So you’ve turned over a new leaf and starting eating healthier, maybe even counting calories and cutting out so-called junk foods – but now you’re finding it hard to maintain your new “diet” and feel like giving up. Sticking to your plan doesn’t occur without difficulty, but it can be done.
The first thing you must understand is that diets don’t work. If it’s a diet you’re trying to maintain, it’s bound to fail. Instead, your new healthy lifestyle should include realistic changes you can live with.
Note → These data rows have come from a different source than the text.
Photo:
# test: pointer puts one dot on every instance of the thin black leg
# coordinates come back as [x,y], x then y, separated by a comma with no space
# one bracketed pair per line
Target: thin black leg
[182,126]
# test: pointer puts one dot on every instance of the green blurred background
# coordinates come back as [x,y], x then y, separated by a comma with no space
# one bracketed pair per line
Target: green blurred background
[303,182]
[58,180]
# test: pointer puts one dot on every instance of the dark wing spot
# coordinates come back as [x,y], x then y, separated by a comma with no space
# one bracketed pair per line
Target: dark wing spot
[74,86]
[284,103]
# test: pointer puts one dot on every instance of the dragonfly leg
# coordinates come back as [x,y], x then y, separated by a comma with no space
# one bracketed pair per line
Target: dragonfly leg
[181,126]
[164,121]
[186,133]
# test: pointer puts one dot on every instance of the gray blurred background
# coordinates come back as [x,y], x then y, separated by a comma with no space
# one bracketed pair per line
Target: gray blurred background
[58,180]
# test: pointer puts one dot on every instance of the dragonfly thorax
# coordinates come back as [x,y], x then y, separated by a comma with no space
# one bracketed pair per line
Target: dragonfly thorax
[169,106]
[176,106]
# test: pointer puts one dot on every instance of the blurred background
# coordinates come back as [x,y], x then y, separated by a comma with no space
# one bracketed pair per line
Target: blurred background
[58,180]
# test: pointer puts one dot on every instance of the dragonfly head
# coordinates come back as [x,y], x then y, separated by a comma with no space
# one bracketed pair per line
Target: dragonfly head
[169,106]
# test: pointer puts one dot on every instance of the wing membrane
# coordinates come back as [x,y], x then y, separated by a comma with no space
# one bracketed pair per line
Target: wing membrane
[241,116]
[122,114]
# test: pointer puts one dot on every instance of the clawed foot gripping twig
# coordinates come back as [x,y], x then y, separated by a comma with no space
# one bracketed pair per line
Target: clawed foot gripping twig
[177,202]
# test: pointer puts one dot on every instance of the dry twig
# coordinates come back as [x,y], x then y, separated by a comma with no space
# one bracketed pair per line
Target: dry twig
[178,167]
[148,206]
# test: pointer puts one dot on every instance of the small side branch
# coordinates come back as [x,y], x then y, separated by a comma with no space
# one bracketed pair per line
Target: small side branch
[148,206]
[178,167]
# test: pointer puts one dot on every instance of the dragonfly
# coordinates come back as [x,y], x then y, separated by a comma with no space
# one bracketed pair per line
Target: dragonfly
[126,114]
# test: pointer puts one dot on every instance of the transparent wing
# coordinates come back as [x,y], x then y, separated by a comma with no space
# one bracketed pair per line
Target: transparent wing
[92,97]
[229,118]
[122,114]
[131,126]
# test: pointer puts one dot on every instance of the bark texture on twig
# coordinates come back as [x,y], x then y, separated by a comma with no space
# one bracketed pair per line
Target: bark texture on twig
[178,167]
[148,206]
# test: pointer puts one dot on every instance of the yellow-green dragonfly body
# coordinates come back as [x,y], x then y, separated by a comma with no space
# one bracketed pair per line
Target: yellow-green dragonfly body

Don’t Restrict Yourself Too Much
There are foods that are generally classified as healthy. We all know what they are – vegetables, fruits, whole grain, lean meats and water for the most part. An eating plan that includes these foods alone would surely get you to any weight loss goal you’re attempting. They, no doubt, are some of the greatest foods you can put into your body. For some people it’s not hard at all to eat only these foods.
Then there are some who want to try a little more variety or sometimes get the urge for those devilishly delicious, high-calorie foods every now and then – like chocolate cake, ice cream, potato chips, steak, burgers, French fries, pizza or lasagna. Detouring every now and then from the healthy list of foods occasionally – and in moderation – will not totally derail your healthy lifestyle.
The important thing to remember is that if you restrict yourself too much or cut out the foods that you love, you are more likely to overindulge on them later. As long as certain foods don’t directly affect your health (such as sugary drinks for diabetics, salty foods for hypertension patients or acidic foods for gout sufferers), they don’t have to be completely off limits. Think of these other foods as treats reserved for your birthday or favorite holidays, which only come around once a year.
As infrequently as you might eat birthday cake, sweet potato pie at Christmastime, chocolate hearts on Valentine’s Day or cream-filled bunnies on Easter, mentally note that that’s how infrequently you should allow yourself to indulge in junk foods and desserts. If that’s not often enough for you and you still struggle with cravings for those foods, significantly limit your portions (a small piece of cake or pie, for example) and treat yourself maybe once a month.
So that you don’t overindulge, be sure to do the following:
- Avoid eating alone, at which times many of us are tempted to eat more.
- Drink lots of water throughout the day and have at least a cupful before each meal or snack so that there’s less room in your stomach for food.
- Stop eating as soon as you feel the first sensation that you are getting full.
- Put your food on a dish, in a bowl or other container rather than eating out of packages, so that it’s visually measured and you see how much you’re really eating.
- On days when you know you’re going to eat something higher in calories, compensate by eating less of your usual foods that week. This way calories will stay under control and you won’t put on additional weight just because you wanted a snack.
Moderation is key in all things, especially when eating. Don’t overthink it or overdo it. Just remember that good things in equals good things out.